The email, obtained by Metro Times, raises serious questions about the police department’s willingness to follow a 2017 law intended to crack down on wandering cops, or officers who move from department to department amid allegations of misconduct.

In August 2018, less than a year after the new law went into effect, city attorney Raechel M. Badalamenti said the police department would not finish its investigation and offered to keep “the entire original file” in her law office if then-Deputy Police Commissioner Matt Nichols resigned.

By doing so, Nichols would have an easier time finding another job at a police department, even though he was accused of punching a suspect who was in custody. By moving the report to a law office and declining to finish the investigation, police departments considering hiring Nichols would not be privy to the information.

The email suggested that then-Warren Police Commissioner William Dwyer was behind the offer.

Nichols, who claims in a subsequent federal lawsuit that he was unlawfully pushed out of the department based on sham allegations, says he didn’t accept the offer because it was illegal.

“I didn’t want to be a participant in violating a state law,” Nichols tells Metro Times. “They were inviting me to violate the law.”

The Michigan Commission on Law Enforcement Standards (MCOLES), the state agency responsible for regulating police, confirmed it is investigating the email.

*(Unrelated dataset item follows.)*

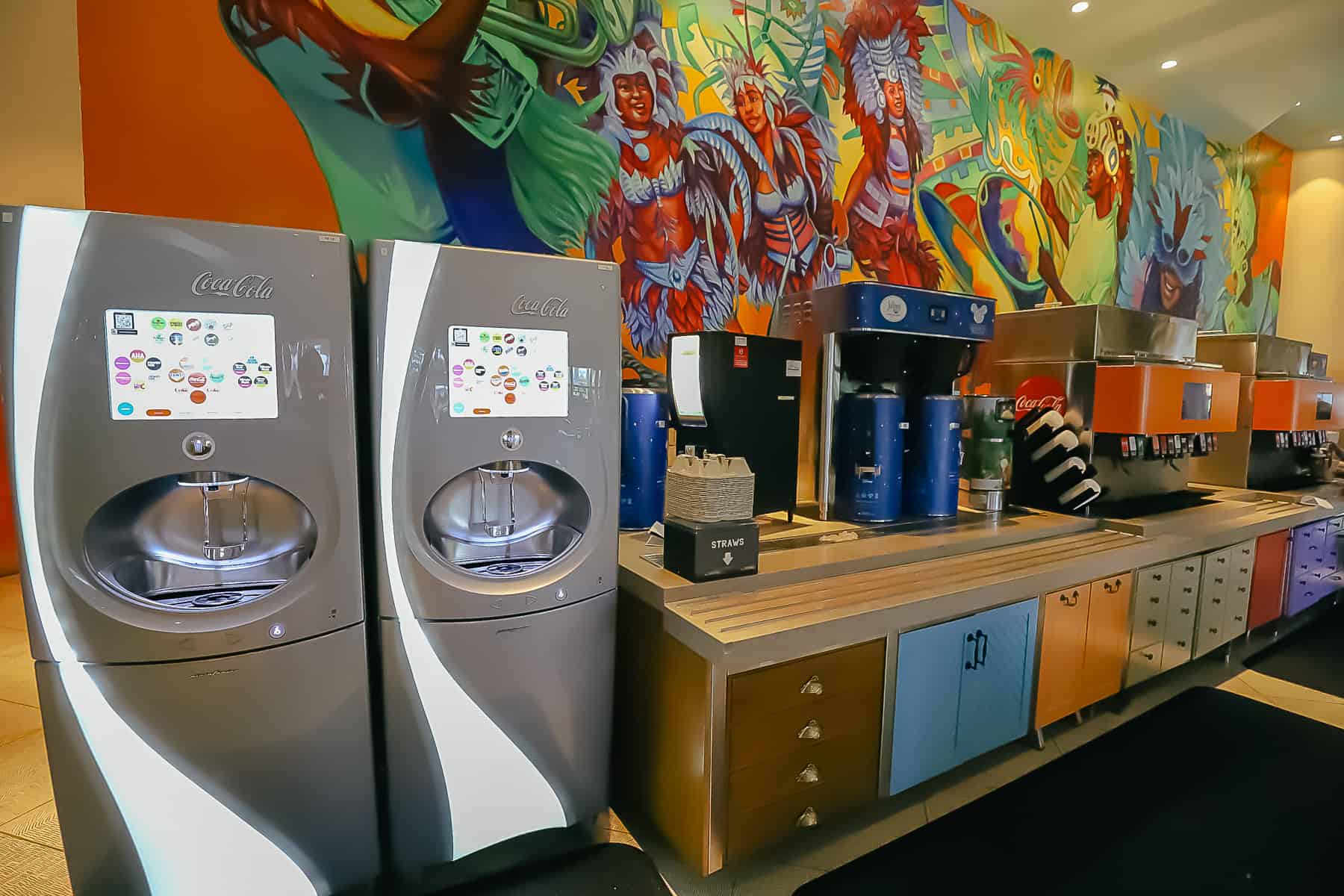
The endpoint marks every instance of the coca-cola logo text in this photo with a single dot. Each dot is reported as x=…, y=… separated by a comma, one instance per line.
x=245, y=287
x=553, y=307
x=1041, y=391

MCOLES is also investigating claims, raised by Metro Times last week, that Dwyer falsely told the agency that another officer, Robert Priest, retired in “good standing,” even though he was under investigation.

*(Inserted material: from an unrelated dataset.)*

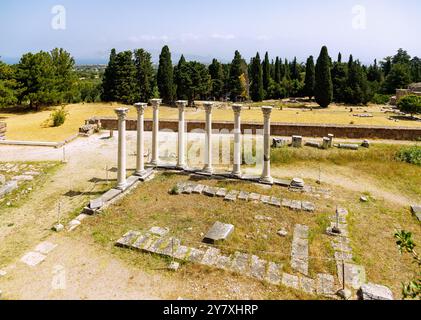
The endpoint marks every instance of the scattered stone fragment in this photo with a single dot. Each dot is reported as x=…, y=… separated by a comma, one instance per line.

Priest ended up getting another police job in Romeo, where he was fired after pulling over Nichols as part of a “special project” in February 2022, leading to a lawsuit.

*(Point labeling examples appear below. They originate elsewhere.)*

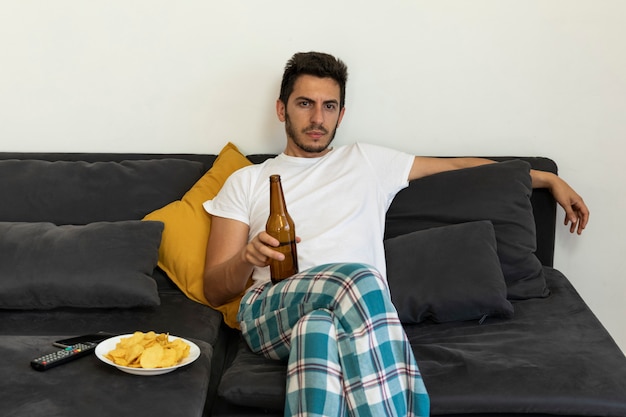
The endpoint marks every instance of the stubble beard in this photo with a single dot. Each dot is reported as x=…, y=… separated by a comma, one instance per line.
x=296, y=136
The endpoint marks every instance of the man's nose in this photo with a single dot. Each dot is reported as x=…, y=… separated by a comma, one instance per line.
x=317, y=116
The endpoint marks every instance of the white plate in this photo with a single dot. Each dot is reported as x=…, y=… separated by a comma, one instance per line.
x=108, y=345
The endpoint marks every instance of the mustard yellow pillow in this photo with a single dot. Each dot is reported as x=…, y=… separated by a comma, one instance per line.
x=183, y=244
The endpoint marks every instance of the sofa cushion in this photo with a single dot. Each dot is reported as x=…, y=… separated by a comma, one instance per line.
x=77, y=192
x=187, y=226
x=449, y=273
x=104, y=264
x=497, y=192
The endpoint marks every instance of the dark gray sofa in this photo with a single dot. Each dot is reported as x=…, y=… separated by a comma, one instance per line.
x=513, y=339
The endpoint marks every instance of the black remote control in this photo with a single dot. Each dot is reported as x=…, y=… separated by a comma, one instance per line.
x=50, y=360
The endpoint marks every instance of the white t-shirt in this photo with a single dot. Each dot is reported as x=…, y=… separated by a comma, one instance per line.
x=338, y=202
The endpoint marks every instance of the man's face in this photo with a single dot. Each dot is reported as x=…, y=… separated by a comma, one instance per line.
x=311, y=116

Nichols claims Priest was out to get him because Nichols played a role in denying Priest a promotion to the rank of lieutenant.

Both departments failed to comply with the 2017 wandering cops law.

Dwyer was fired after the story went to press. On the day of his termination, newly elected Warren Mayor Lori Stone said she “is separating his duties as Police Commissioner” because their “viewpoints on hiring no longer aligned.”

Nichols’s attorney Jamil Akhtar says he released the email to show that Warren has a history of covering up for cops accused of wrongdoing.

“I don’t want this to be swept under the rug,” Akhtar tells Metro Times.

Nichols was eventually fired in June 2019 after refusing to take the deal, prompting a lawsuit that alleges Dwyer embellished allegations against Nichols because he wanted a different deputy commissioner.

Macomb County prosecutors declined to charge Nichols, and the alleged victim initially denied he was assaulted.

The case is ongoing in the Sixth Circuit Court of Appeals.

In an interview with Metro Times, Dwyer rejects the notion that he or Badalamenti would have extended the offer, despite the email indicating otherwise.

“I personally would never have agreed to that,” Dwyer says. “I don’t think Badalamenti would either. This is the first I’ve heard of it.”

In the email, Badalamenti calls the arrangement Dwyer’s “agreement.”

“Commissioner very much wants to get this investigation wrapped up one way or the other very quickly so I must stress that his agreement that I hold off on a report is a very short one,” Badalamenti says.

Nichols contends the email, combined with the other MCOLES investigation, shows that Warren police, under the leadership of Dwyer, has demonstrated “a pattern and practice of doing things illegally.”

The wandering cops law is important, Nichols says, because it’s intended to prevent bad officers from bouncing from department to department.